So in about a week I will be traveling sixteen hundred miles away to see the home State of my maternal side of my birth family; in short, my natural mother’s home State of Texas. While she resides only thirty miles from my present location, many of her family reside down south.
It does not feel altogether real to me. So much time and effort put into this past year. So many years separated from so many biological relatives. Although I have certainly met one of my half-brothers and his family, and started to really “feel” the similarities in our personalities, this will be the first time in over twenty-five years I have even seen someone who qualified as a grandparent in my adopted family.
It’s humbling to even describe my adopted grandparents. They treated me like royalty and I cherish the memories I made with them. Seeing birth family who make up these same titles is astounding. This part of my story was never one I thought I would write about, let alone consider happening in reality.
I have not even started to pack my bags, as so much work needs to be wrapped up before the trip. During the day I manage a staff of information technology personnel and at night I am fully engaged with my philanthropy searching for birth relatives for others. When I am not searching, I am studying up on methodologies and historical references related to the cases I am working on. It is either that, or I am engaging in social media to keep up to date with current events and sharing knowledge.

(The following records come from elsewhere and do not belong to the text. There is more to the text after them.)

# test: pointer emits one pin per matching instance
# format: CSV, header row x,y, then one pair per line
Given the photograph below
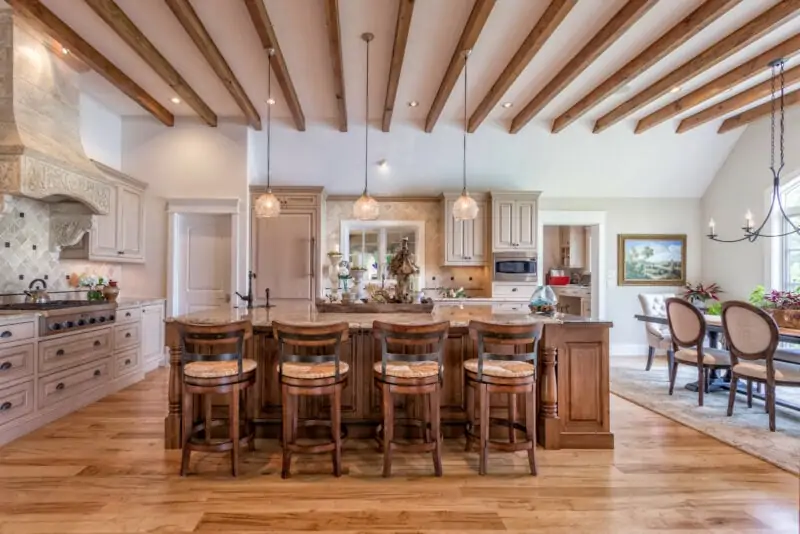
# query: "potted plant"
x,y
699,294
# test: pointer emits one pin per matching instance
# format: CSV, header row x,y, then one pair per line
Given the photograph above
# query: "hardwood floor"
x,y
104,470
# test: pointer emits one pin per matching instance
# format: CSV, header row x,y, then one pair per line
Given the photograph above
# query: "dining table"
x,y
714,332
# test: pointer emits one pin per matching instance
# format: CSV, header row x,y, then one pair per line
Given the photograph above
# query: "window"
x,y
790,275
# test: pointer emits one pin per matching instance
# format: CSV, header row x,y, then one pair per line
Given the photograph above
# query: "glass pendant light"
x,y
366,208
268,205
465,207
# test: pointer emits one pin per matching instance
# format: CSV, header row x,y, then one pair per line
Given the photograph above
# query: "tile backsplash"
x,y
25,251
476,280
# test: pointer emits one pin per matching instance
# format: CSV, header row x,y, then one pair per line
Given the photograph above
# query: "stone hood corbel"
x,y
41,153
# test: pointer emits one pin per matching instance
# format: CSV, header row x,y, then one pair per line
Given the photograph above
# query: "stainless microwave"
x,y
514,267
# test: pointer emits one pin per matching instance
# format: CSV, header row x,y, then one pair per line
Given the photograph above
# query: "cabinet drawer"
x,y
128,315
126,336
69,351
16,332
126,362
16,401
65,384
16,362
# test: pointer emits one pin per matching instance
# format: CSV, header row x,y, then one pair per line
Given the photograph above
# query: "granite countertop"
x,y
458,315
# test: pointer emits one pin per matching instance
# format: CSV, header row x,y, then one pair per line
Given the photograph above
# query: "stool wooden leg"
x,y
388,429
336,428
484,442
530,426
188,421
512,417
233,423
286,400
470,415
436,431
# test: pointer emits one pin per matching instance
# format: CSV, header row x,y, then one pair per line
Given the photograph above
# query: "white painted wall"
x,y
636,216
101,132
741,184
189,160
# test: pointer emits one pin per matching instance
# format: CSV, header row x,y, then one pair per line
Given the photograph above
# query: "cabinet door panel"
x,y
130,221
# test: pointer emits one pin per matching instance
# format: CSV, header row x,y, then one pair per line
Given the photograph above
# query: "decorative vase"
x,y
111,291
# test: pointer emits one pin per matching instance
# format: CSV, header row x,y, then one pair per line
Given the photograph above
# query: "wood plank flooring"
x,y
104,470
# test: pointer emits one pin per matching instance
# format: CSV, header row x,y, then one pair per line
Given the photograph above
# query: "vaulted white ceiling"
x,y
675,165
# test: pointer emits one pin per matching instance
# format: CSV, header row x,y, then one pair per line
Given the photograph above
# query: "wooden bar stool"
x,y
315,372
213,363
514,374
406,371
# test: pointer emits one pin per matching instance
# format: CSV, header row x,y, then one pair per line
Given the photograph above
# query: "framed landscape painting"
x,y
651,260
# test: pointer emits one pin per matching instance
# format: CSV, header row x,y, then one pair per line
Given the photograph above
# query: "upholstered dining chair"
x,y
688,331
658,338
753,339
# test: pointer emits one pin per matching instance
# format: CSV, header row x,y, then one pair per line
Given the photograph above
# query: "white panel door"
x,y
204,262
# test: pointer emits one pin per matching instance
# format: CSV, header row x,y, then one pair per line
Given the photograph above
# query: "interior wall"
x,y
637,216
743,183
189,160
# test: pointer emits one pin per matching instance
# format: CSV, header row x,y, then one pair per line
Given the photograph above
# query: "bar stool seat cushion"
x,y
220,369
784,372
710,356
312,371
501,368
408,369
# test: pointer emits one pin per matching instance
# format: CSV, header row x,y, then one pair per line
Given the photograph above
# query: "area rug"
x,y
747,429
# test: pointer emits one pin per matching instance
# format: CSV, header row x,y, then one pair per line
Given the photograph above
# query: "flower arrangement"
x,y
699,293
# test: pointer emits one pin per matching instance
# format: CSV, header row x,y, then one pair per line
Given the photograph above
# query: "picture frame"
x,y
651,259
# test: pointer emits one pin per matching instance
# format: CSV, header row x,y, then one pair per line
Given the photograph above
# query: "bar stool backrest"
x,y
407,337
752,333
213,343
686,324
315,343
509,336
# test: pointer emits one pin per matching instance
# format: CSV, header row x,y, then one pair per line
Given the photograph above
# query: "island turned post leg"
x,y
172,423
549,431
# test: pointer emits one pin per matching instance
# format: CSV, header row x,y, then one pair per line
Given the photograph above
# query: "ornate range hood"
x,y
41,154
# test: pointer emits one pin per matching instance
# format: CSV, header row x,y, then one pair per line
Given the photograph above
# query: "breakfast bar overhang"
x,y
572,372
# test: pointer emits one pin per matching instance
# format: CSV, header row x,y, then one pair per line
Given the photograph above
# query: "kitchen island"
x,y
573,389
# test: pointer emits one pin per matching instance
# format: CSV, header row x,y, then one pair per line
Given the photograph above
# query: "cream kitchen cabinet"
x,y
514,221
118,236
465,242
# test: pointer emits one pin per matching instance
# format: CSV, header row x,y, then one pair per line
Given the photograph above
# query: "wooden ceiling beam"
x,y
687,28
266,34
743,99
541,32
404,12
751,115
186,15
631,12
472,30
118,21
47,22
721,84
734,42
335,50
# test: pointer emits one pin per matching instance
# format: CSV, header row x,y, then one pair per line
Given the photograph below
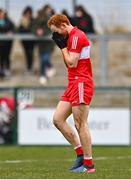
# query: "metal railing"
x,y
104,39
44,90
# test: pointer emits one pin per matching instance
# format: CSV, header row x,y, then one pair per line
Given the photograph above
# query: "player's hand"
x,y
60,41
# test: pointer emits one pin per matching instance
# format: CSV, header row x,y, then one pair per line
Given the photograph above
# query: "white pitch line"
x,y
106,158
30,161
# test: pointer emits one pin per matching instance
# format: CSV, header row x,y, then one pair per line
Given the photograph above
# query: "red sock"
x,y
88,162
79,151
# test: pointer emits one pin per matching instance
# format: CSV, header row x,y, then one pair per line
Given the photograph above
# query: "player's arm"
x,y
70,58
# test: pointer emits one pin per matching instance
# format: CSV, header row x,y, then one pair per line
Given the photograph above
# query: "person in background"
x,y
25,27
45,47
83,20
6,27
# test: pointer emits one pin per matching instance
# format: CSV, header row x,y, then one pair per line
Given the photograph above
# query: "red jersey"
x,y
79,43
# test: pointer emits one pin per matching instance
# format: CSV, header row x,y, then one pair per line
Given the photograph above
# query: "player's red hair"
x,y
57,20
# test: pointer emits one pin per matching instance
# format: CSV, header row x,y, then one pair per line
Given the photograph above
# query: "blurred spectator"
x,y
45,47
25,27
6,27
83,20
64,11
6,118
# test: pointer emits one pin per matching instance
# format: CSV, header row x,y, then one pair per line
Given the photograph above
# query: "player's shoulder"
x,y
78,33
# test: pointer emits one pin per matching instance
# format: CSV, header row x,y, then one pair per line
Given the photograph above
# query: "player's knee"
x,y
80,125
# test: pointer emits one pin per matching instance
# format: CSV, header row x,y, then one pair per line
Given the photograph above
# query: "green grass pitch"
x,y
42,162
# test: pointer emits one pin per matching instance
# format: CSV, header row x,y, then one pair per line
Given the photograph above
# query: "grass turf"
x,y
54,162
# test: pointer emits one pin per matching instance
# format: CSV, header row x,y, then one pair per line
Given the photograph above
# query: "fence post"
x,y
103,60
15,116
130,115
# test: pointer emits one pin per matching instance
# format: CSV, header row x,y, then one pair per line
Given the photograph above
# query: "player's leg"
x,y
80,114
62,112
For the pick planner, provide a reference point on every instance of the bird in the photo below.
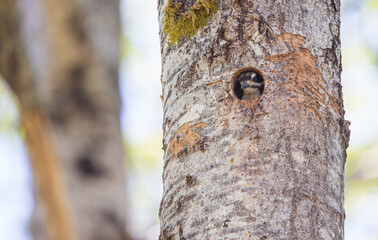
(251, 84)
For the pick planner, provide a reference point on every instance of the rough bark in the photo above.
(61, 60)
(271, 168)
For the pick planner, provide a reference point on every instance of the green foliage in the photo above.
(179, 24)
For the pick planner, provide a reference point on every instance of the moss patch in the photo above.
(178, 24)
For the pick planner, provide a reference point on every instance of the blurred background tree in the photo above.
(141, 123)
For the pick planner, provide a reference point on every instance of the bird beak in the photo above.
(245, 84)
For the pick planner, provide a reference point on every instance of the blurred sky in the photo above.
(142, 119)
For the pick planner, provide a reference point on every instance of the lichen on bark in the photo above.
(178, 23)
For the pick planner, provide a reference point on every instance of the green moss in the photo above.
(179, 24)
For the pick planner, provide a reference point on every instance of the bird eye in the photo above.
(247, 84)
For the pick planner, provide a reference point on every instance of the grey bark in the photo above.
(61, 59)
(271, 168)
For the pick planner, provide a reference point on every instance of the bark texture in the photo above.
(61, 59)
(271, 168)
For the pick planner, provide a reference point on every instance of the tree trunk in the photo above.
(61, 60)
(267, 168)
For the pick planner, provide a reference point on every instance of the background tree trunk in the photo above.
(61, 59)
(271, 168)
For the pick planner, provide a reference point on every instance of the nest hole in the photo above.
(247, 84)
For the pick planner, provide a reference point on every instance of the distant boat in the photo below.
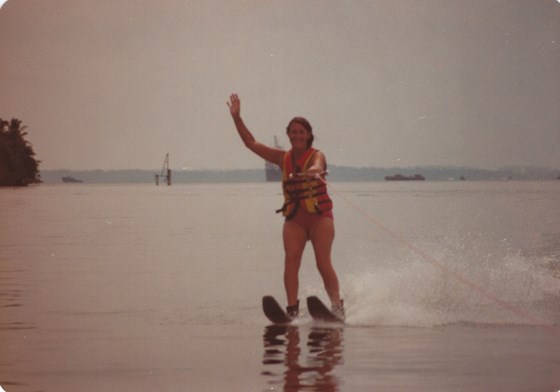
(272, 171)
(69, 179)
(400, 177)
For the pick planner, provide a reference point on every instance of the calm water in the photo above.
(448, 287)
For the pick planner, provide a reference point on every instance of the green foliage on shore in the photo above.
(18, 167)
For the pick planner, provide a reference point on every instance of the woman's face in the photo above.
(298, 136)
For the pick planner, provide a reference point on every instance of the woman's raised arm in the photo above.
(270, 154)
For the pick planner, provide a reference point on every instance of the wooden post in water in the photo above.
(165, 169)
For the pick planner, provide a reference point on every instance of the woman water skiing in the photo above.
(307, 207)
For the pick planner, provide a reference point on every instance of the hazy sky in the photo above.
(116, 84)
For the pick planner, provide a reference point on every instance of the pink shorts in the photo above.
(307, 220)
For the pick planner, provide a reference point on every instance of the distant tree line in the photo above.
(18, 167)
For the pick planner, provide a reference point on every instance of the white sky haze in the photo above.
(105, 84)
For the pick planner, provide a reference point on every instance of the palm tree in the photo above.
(18, 167)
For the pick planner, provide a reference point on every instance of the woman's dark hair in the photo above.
(302, 121)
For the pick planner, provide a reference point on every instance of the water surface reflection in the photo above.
(302, 364)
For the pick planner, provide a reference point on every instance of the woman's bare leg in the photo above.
(322, 237)
(294, 243)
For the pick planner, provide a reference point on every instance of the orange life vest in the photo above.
(300, 191)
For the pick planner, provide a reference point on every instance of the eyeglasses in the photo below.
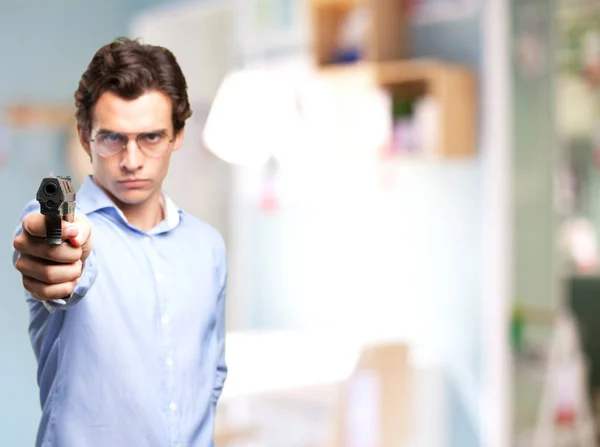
(152, 144)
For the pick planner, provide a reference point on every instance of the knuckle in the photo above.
(18, 243)
(19, 264)
(68, 289)
(50, 274)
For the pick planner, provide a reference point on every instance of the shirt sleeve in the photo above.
(85, 282)
(221, 373)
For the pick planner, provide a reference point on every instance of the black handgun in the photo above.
(56, 196)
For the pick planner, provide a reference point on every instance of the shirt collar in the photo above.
(91, 198)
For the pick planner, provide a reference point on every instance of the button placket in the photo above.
(165, 323)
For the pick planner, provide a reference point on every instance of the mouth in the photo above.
(134, 184)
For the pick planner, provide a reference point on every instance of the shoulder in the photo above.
(204, 233)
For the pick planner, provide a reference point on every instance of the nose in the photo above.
(132, 159)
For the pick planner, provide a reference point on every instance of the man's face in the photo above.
(130, 176)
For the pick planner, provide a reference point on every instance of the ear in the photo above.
(178, 140)
(84, 140)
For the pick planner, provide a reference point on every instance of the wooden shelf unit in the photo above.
(386, 38)
(453, 87)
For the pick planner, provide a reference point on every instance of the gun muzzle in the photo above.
(57, 199)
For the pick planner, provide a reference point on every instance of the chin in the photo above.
(133, 197)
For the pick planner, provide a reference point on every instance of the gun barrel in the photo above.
(57, 199)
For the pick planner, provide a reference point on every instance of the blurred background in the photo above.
(410, 196)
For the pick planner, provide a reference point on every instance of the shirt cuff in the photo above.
(85, 282)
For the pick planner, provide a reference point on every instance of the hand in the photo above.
(52, 271)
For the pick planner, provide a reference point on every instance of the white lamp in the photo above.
(254, 116)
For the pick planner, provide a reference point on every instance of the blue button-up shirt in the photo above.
(135, 357)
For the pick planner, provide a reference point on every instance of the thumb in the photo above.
(79, 234)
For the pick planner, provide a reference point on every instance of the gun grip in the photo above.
(53, 230)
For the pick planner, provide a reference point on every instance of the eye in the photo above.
(110, 138)
(152, 138)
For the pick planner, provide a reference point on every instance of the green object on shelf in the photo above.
(517, 328)
(402, 108)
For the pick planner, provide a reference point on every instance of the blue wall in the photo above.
(45, 46)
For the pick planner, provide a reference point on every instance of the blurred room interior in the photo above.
(410, 196)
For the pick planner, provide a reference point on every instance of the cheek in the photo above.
(105, 167)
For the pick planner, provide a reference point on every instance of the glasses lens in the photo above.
(108, 144)
(153, 144)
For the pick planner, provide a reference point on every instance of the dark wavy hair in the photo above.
(128, 68)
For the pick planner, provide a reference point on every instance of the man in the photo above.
(127, 317)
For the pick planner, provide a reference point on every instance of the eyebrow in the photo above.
(158, 131)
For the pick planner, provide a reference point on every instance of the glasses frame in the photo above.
(128, 137)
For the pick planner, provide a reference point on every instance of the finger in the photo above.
(43, 291)
(26, 244)
(35, 225)
(49, 273)
(79, 231)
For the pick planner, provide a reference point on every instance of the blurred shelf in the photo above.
(29, 115)
(386, 28)
(453, 88)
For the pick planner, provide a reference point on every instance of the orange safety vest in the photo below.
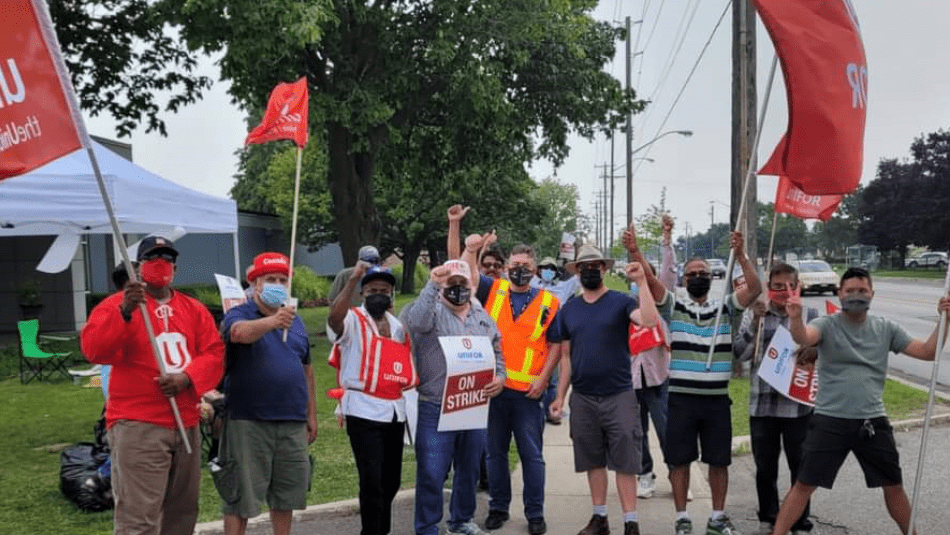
(522, 341)
(386, 366)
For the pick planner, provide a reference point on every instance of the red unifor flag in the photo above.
(819, 45)
(36, 123)
(286, 115)
(793, 201)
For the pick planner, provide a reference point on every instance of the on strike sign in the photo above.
(779, 370)
(469, 367)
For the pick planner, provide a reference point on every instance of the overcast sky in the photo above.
(908, 95)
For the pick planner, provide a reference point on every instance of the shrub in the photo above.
(307, 285)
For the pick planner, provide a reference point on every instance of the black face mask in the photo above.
(457, 295)
(591, 279)
(519, 276)
(377, 304)
(698, 286)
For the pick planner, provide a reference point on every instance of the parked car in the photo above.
(938, 260)
(717, 267)
(817, 276)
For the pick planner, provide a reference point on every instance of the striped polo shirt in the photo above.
(691, 334)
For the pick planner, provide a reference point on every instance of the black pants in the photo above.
(377, 448)
(769, 436)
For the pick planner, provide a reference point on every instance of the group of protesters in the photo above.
(626, 358)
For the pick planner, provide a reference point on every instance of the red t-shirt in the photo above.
(189, 341)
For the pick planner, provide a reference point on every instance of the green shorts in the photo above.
(262, 460)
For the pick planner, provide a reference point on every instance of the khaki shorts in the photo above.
(262, 460)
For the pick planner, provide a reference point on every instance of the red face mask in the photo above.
(779, 297)
(157, 272)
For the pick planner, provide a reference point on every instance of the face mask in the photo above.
(591, 279)
(458, 295)
(377, 304)
(157, 272)
(779, 297)
(519, 276)
(855, 303)
(698, 286)
(273, 294)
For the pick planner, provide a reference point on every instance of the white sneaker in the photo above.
(646, 485)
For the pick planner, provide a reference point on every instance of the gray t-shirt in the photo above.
(852, 364)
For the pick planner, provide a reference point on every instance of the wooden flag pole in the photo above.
(53, 45)
(941, 338)
(742, 208)
(293, 228)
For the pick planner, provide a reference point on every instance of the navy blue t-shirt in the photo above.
(519, 302)
(265, 380)
(600, 354)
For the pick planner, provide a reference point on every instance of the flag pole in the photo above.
(941, 338)
(293, 228)
(52, 43)
(742, 207)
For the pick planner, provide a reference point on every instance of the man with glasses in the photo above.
(530, 342)
(154, 480)
(699, 404)
(605, 419)
(775, 421)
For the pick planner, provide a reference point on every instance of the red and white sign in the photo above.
(469, 367)
(826, 79)
(286, 116)
(781, 372)
(789, 199)
(36, 125)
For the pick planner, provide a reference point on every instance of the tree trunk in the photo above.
(351, 185)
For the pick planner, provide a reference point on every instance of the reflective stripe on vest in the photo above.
(518, 365)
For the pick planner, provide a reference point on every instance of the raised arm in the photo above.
(456, 214)
(629, 239)
(753, 287)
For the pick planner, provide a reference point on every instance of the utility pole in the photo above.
(743, 121)
(629, 138)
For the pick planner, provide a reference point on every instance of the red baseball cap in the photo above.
(266, 263)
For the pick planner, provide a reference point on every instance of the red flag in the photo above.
(36, 125)
(791, 200)
(831, 308)
(819, 45)
(286, 115)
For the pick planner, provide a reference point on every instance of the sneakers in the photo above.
(537, 526)
(646, 485)
(721, 526)
(597, 526)
(496, 519)
(468, 528)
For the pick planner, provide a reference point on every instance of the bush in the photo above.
(308, 286)
(420, 277)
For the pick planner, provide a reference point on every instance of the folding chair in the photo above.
(34, 362)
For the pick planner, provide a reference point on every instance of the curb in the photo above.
(322, 511)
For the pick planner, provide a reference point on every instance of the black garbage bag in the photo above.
(80, 479)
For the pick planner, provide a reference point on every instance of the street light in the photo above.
(685, 133)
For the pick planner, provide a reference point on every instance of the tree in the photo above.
(379, 69)
(123, 54)
(561, 214)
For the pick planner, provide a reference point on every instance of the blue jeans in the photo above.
(653, 402)
(514, 413)
(436, 452)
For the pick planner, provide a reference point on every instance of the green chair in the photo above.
(34, 362)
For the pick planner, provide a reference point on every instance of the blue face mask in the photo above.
(273, 294)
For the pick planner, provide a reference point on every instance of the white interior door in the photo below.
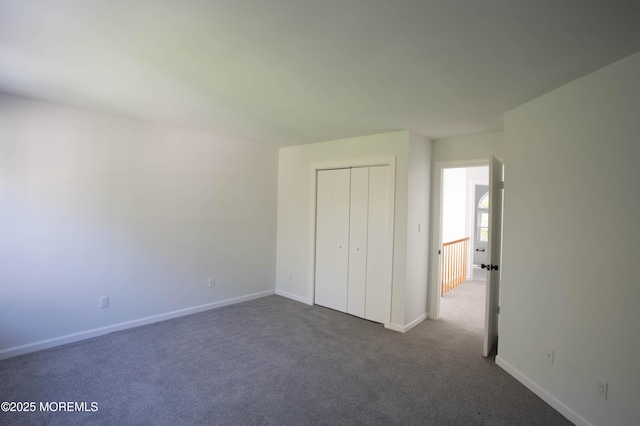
(378, 288)
(358, 241)
(332, 238)
(494, 251)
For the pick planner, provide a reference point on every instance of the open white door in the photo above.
(494, 249)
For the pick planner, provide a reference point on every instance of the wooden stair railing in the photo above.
(454, 264)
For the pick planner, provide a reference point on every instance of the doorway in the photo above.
(477, 227)
(464, 236)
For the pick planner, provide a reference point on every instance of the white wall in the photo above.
(454, 204)
(417, 230)
(294, 269)
(570, 275)
(468, 147)
(95, 205)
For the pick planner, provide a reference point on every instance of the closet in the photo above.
(353, 241)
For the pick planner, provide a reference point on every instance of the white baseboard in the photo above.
(407, 327)
(546, 396)
(295, 297)
(75, 337)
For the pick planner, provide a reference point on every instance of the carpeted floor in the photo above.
(274, 361)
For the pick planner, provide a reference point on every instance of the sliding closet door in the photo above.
(332, 238)
(378, 289)
(358, 241)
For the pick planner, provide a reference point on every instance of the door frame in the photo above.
(435, 268)
(350, 164)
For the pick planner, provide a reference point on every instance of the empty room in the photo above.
(239, 212)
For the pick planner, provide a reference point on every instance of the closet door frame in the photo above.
(344, 164)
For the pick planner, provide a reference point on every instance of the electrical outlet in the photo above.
(549, 355)
(602, 389)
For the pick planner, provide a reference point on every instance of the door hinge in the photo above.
(489, 267)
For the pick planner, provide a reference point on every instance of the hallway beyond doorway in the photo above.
(465, 307)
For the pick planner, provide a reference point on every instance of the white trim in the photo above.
(405, 328)
(75, 337)
(542, 393)
(295, 297)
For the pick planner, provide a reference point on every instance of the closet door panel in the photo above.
(332, 238)
(358, 241)
(378, 275)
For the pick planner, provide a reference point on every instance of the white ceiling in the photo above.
(288, 72)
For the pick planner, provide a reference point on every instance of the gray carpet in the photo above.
(274, 361)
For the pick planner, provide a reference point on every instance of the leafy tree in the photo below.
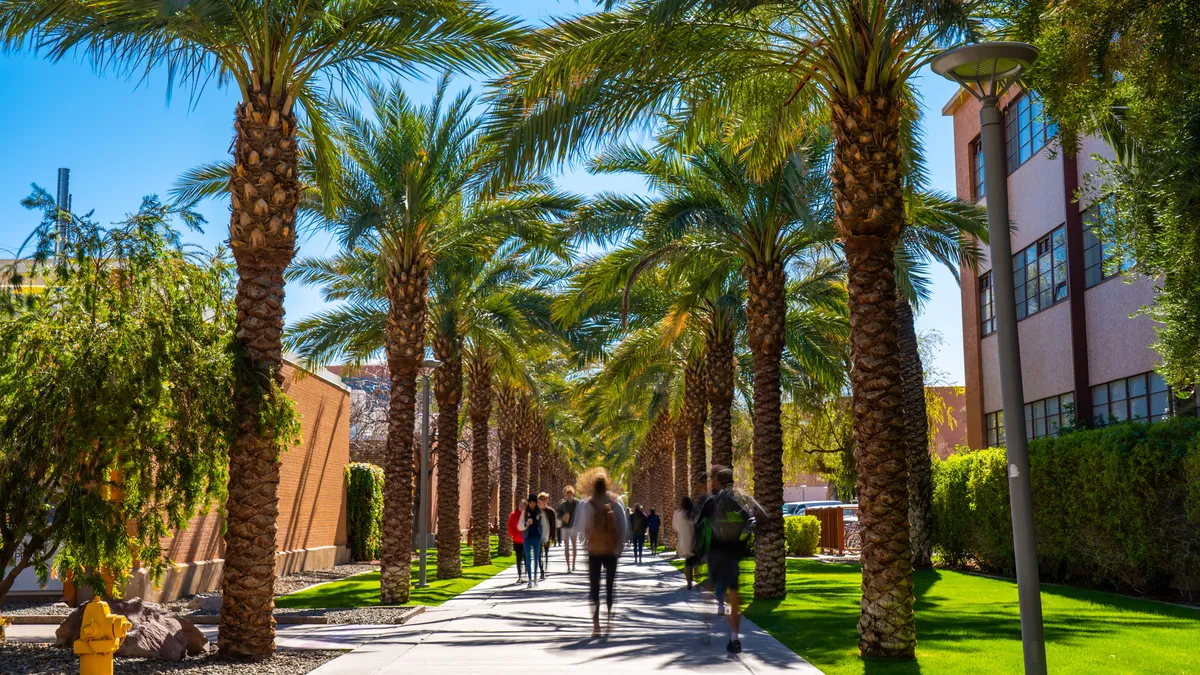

Each day adds a little more wisdom, information, and skills toward my efforts. Yet placing in all into semi-stasis for a few days while I head down to see my natural relatives is quite an experience. I am sure, in many ways, they will seem just like anyone else. However, capturing moments where I can sense similarities, or other resemblances of a life I could have lived, will be likely something I cannot really put into words.
Throughout these past few months I have attempted to articulate my thoughts and experiences in a way that others can understand and appreciate; or at very least interpret in a personal way that helps my searchers navigate their path on this journey.